The Planning (Scotland) Bill is due to enter its final stage at Holyrood this week (18 -20 June), and SLE is calling on MSPs to back amendments that will deliver an enabling planning system that supports sustainable development and allows Scotland’s rural communities to thrive.
SLE fears that amendments to the Bill, such as removing private ways from permitted development rights or applying a third party or equal right of appeal, will slow the planning process down without bringing any benefit.
The Planning Bill has seen an unprecedented amount of proposed changes that would either add new processes to the planning system or duplicate existing ones. SLE – along with other organisations – has consistently expressed concern that accepting these changes would be detrimental to the interests of communities trying to develop in a challenging economic climate.
A number of amendments have now come forward to remove many of those changes and SLE urge MSPs to support amendments to deliver the planning system rural Scotland needs to thrive.

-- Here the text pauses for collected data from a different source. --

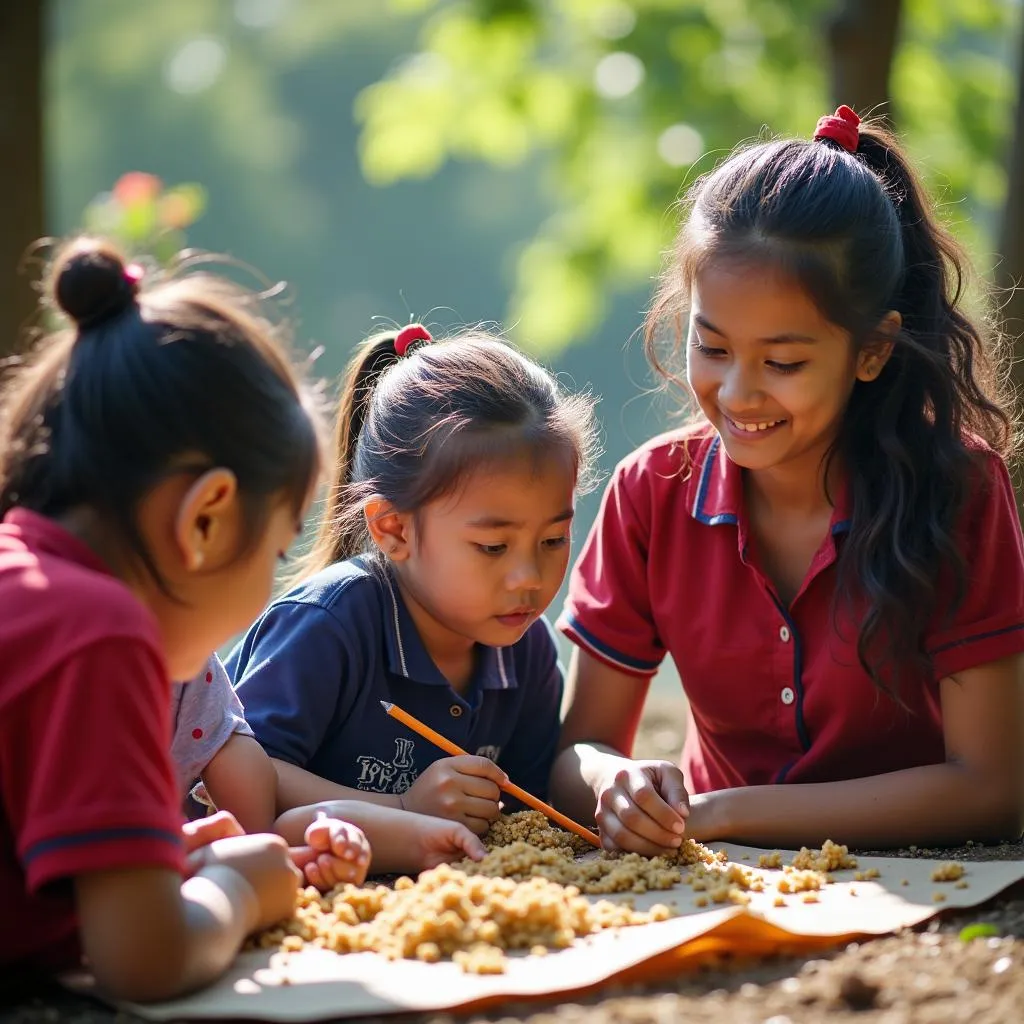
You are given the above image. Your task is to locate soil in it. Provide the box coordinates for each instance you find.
[5,694,1023,1024]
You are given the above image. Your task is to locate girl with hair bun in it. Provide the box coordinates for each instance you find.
[0,238,360,999]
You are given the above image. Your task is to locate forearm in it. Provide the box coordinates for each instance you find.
[701,762,1024,849]
[82,867,257,1004]
[173,867,258,996]
[275,800,425,875]
[202,735,277,834]
[272,759,402,815]
[549,743,631,824]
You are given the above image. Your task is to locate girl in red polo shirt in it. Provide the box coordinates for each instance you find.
[0,238,366,999]
[552,105,1024,854]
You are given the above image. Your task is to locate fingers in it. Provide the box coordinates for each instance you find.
[447,755,508,787]
[181,810,244,852]
[597,764,689,855]
[653,764,691,818]
[453,827,487,862]
[297,849,368,891]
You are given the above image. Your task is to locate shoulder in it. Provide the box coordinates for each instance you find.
[0,539,160,655]
[272,557,390,621]
[612,423,717,488]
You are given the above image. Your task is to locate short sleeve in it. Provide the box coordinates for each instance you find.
[6,638,184,893]
[170,654,254,796]
[495,618,563,801]
[926,454,1024,680]
[558,458,665,676]
[228,601,355,767]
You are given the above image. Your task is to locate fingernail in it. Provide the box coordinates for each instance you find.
[669,835,682,847]
[671,820,685,834]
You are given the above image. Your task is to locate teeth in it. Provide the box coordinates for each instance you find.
[732,419,783,432]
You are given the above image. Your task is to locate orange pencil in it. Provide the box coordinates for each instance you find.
[380,700,601,849]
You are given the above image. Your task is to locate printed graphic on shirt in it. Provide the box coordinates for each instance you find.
[355,737,418,794]
[354,739,505,794]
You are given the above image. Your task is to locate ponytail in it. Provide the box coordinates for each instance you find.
[301,333,402,573]
[646,113,1015,701]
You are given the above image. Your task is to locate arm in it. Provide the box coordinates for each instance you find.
[275,799,486,875]
[75,865,257,1002]
[272,757,403,814]
[201,734,278,834]
[690,654,1024,848]
[550,648,689,854]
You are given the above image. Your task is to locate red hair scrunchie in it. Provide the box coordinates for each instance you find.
[813,104,860,153]
[394,323,432,357]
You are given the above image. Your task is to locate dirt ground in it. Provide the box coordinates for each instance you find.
[5,694,1023,1024]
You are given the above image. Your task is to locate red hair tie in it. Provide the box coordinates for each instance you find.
[394,323,432,357]
[813,104,860,154]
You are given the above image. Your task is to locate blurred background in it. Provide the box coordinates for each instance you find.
[1,0,1023,707]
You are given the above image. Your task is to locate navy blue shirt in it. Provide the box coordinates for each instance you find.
[227,558,563,801]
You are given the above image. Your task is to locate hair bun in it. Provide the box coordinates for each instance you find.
[53,239,140,329]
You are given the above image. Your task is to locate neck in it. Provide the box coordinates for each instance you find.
[744,449,839,520]
[391,572,476,689]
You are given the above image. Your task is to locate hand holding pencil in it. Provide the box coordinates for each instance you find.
[381,700,601,848]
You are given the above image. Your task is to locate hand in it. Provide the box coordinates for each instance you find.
[595,758,690,856]
[289,813,372,891]
[189,832,302,932]
[401,755,507,835]
[406,812,488,870]
[181,811,245,877]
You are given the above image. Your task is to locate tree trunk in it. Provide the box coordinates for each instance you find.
[998,23,1024,394]
[825,0,903,120]
[0,1,45,361]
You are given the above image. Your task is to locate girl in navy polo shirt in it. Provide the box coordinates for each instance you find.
[230,327,598,835]
[552,105,1024,854]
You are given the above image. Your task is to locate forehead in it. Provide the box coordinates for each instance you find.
[690,259,842,339]
[431,453,576,519]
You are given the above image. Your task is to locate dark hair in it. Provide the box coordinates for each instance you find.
[302,329,599,574]
[644,118,1015,700]
[0,237,323,593]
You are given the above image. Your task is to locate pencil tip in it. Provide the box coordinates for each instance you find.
[379,700,393,712]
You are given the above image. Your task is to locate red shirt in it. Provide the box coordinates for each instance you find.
[560,429,1024,794]
[0,510,184,969]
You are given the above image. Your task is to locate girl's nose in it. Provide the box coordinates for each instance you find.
[507,556,543,591]
[718,364,762,409]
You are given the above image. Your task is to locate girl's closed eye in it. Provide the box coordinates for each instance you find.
[475,542,507,556]
[691,339,725,357]
[766,359,807,374]
[542,535,570,550]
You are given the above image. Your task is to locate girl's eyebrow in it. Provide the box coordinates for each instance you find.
[468,509,575,529]
[693,313,818,345]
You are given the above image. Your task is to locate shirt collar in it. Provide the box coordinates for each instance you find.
[688,433,853,537]
[379,569,518,691]
[2,508,114,576]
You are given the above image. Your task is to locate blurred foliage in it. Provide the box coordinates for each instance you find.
[357,0,1023,350]
[83,172,206,263]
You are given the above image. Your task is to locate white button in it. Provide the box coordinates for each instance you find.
[781,687,795,705]
[449,705,463,718]
[779,625,791,643]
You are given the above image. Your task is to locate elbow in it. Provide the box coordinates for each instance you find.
[971,775,1024,844]
[92,946,193,1004]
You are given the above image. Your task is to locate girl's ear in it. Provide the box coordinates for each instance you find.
[364,496,413,562]
[174,468,240,572]
[856,310,901,382]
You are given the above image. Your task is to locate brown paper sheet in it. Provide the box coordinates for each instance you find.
[68,844,1024,1021]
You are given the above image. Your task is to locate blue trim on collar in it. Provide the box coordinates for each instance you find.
[693,435,739,526]
[380,570,518,691]
[831,519,851,535]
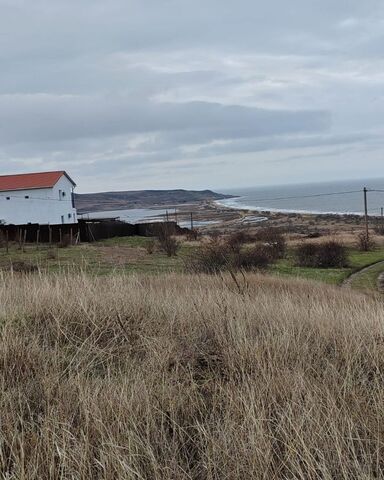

Commenting, Gavin Mowat, SLE Policy Adviser for Rural Communities, said:
“Rural businesses in Scotland want to see a planning system that can help them deliver the employment and housing which diverse rural communities need. They require a flexible and proportionate planning system to enable them to continue to thrive, particularly in uncertain times.
“The requirements of almost one million people living in rural communities need to be given full consideration as the Planning Bill is passing through Parliament. We urge MSPs to back amendments that will support rural communities in building resilience through diversity.”
Scottish Land & Estates is a membership organisation for landowners, rural businesses and rural professionals.
Scottish Land & Estates promotes the wide range of benefits land-based businesses provide: tourist attractions, leisure facilities and landscapes enjoyed by the public, as well as, housing, employment, tourism & enterprise and farming opportunities.